I fattori di spinta appaiono prevalere, e la grande industria Usa li sta scoprendo a poco a poco, affidandosi più a nomi come  Ibm che alle nuove imprese del settore. Ed è un trend misurabile che, tradotto in cifre, porta gli analisti della Forrester a delineare uno  scenario a medio termine di notevoli trasformazioni in tutta l'industria del software...
Già oggi, del resto, l'indagine segnala tre vantaggi concreti nelle esperienze degli utenti. In primo luogo la maggiore indipendenza dai fornitori. Con l'esempio della Ford che, su un problema di manutenzione Linux, ha potuto ruotare facilmente sia sui servizi di Red Hat che su  quelli di Ibm... 
Risultato: secondo la Forrester, al 2004, il costo globale delle licenze software, almeno negli Usa, dovrebbe calare del 20%. In primo luogo nell'area dei siti Web e dei sistemi operativi per server. Inoltre l'offerta di risorse umane di programmazione dovrebbe espandersi rapidamente, in primo luogo per l'ingresso sulla scena della Cina, che ha lanciato una massiccia campagna di adozione di Linux...

C'è da aggiungere che diversi Paesi europei hanno imboccato la strada dell'open source nella pubblica amministrazione o nelle istituzioni: prima Francia e Germania, poi anche la Danimarca hanno avviato iniziative concrete.
Ancora, non va trascurata l'importanza di un'iniziativa a vasto raggio: la Eurolinux Petition, indirizzata alla Commissione europea contro la prospettiva della brevettabilità del software. Un'idea, quella della brevettabilità del sftware, caldeggiata dalle solite multinazionali., che chiuderebbe definitivamente ogni possibilità di sviluppo della produzione di software al di fuori degli USA.

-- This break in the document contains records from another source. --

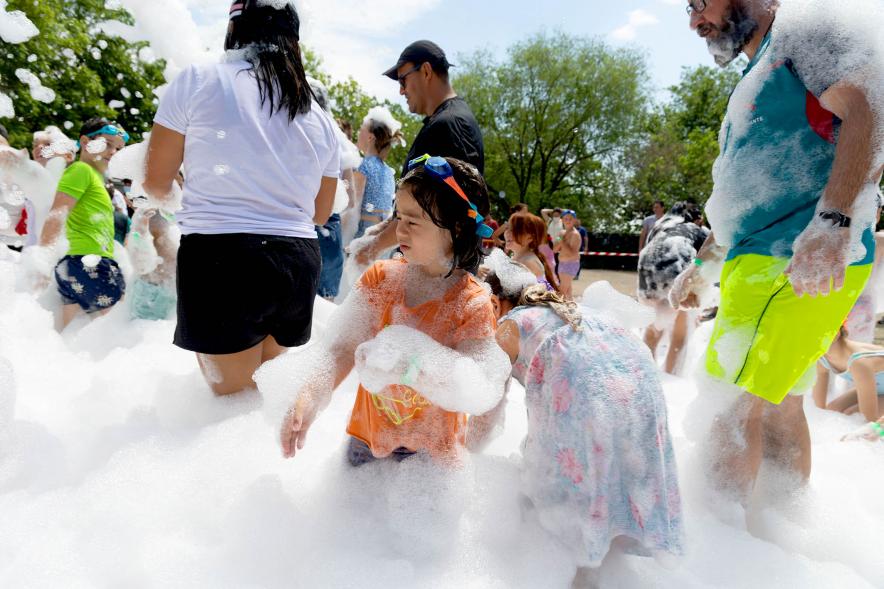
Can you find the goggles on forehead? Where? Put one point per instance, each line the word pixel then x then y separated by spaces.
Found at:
pixel 439 169
pixel 110 130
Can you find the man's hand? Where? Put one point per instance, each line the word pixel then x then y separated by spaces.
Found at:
pixel 820 259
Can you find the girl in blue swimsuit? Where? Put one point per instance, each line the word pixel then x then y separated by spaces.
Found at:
pixel 861 365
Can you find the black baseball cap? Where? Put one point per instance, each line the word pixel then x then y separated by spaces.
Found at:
pixel 418 53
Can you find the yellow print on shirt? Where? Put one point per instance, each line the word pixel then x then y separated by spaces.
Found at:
pixel 398 411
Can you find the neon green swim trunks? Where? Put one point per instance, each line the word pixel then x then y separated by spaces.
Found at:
pixel 766 340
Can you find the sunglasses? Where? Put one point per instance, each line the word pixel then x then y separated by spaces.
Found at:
pixel 439 169
pixel 110 130
pixel 406 74
pixel 697 6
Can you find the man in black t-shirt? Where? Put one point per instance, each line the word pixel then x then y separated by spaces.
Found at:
pixel 450 129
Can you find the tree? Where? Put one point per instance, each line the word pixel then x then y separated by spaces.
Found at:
pixel 86 69
pixel 673 160
pixel 555 115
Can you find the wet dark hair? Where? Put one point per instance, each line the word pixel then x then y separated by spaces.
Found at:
pixel 449 211
pixel 277 64
pixel 690 211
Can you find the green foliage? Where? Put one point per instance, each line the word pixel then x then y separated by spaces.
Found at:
pixel 350 103
pixel 673 160
pixel 84 83
pixel 556 114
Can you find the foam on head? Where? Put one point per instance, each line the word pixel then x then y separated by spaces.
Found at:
pixel 513 277
pixel 383 116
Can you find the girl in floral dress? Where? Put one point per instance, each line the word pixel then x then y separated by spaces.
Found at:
pixel 598 459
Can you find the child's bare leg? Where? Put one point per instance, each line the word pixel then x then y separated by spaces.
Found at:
pixel 787 437
pixel 565 283
pixel 869 405
pixel 676 341
pixel 843 402
pixel 652 338
pixel 736 441
pixel 227 374
pixel 270 349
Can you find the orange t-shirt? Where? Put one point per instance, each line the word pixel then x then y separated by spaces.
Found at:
pixel 398 416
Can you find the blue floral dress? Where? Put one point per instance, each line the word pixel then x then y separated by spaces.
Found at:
pixel 598 458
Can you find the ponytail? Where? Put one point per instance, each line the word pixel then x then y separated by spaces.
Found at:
pixel 269 39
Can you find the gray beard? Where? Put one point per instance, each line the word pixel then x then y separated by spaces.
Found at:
pixel 737 32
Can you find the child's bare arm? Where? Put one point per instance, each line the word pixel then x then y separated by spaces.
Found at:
pixel 484 428
pixel 821 386
pixel 468 379
pixel 317 371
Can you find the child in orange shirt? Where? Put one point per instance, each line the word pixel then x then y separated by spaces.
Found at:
pixel 419 330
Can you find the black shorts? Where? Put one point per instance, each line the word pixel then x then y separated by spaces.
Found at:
pixel 236 289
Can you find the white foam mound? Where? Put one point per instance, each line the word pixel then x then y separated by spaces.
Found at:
pixel 38 90
pixel 603 299
pixel 15 26
pixel 118 447
pixel 7 111
pixel 131 163
pixel 382 115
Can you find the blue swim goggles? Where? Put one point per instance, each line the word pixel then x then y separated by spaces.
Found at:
pixel 439 168
pixel 108 130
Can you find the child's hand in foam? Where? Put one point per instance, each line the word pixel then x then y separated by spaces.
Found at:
pixel 686 290
pixel 384 360
pixel 297 422
pixel 820 259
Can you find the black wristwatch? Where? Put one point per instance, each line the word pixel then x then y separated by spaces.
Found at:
pixel 836 218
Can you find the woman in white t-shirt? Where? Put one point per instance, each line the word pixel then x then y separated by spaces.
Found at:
pixel 261 160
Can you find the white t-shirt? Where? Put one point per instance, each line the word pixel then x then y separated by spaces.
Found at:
pixel 246 172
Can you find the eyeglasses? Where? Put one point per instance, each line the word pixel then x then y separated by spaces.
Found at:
pixel 110 130
pixel 697 6
pixel 439 169
pixel 406 74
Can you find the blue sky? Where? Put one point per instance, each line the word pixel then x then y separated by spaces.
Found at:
pixel 360 39
pixel 462 26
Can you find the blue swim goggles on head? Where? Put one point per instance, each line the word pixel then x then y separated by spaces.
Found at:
pixel 108 130
pixel 439 168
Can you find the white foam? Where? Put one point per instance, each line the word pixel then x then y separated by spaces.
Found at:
pixel 38 90
pixel 15 26
pixel 7 111
pixel 600 298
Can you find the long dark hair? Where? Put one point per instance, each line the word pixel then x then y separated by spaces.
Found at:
pixel 272 37
pixel 448 211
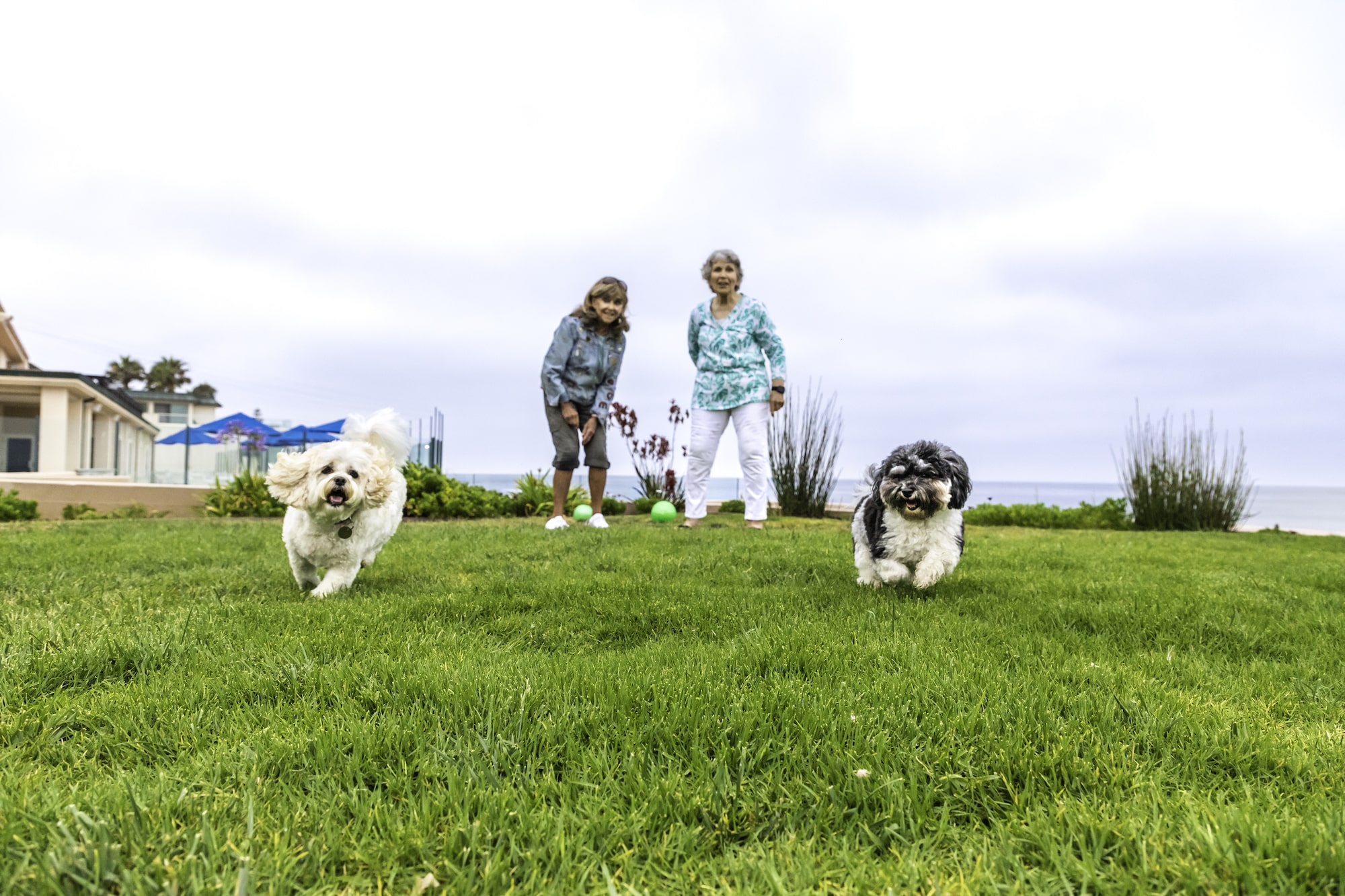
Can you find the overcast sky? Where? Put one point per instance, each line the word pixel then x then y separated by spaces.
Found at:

E' facile capire che il tentativo di introdurre la brevettabilità del software è una risposta dello establishment alle crescenti pressioni della comunità dei tecnologi e degli utenti delle tecnologie per la fine dello strapotere di Microsoft, ormai quasi sola nella difesa di uno status quo ormai agli sgoccioli: non ci sono dubbi che la rivoluzione sta scoppiando, ma il suo successo dipende da tutti noi.

La partita che si gioca in questi giorni è di vitale importanza: si tratta di scegliere tra la perpetua dipendenza da Redmond e le prospettive di sviluppo che possono essere innescate dal software aperto. Senza dimenticare gli aspetti della sicurezza, ben illustrati nel già citato articolo di  D. W. Jones a margine delle elezioni presidenziali americane...

Per concludere: le sottoscrizioni alla lettera aperta continuano fino al traguardo delle 2.000 firme. Ormai vicino.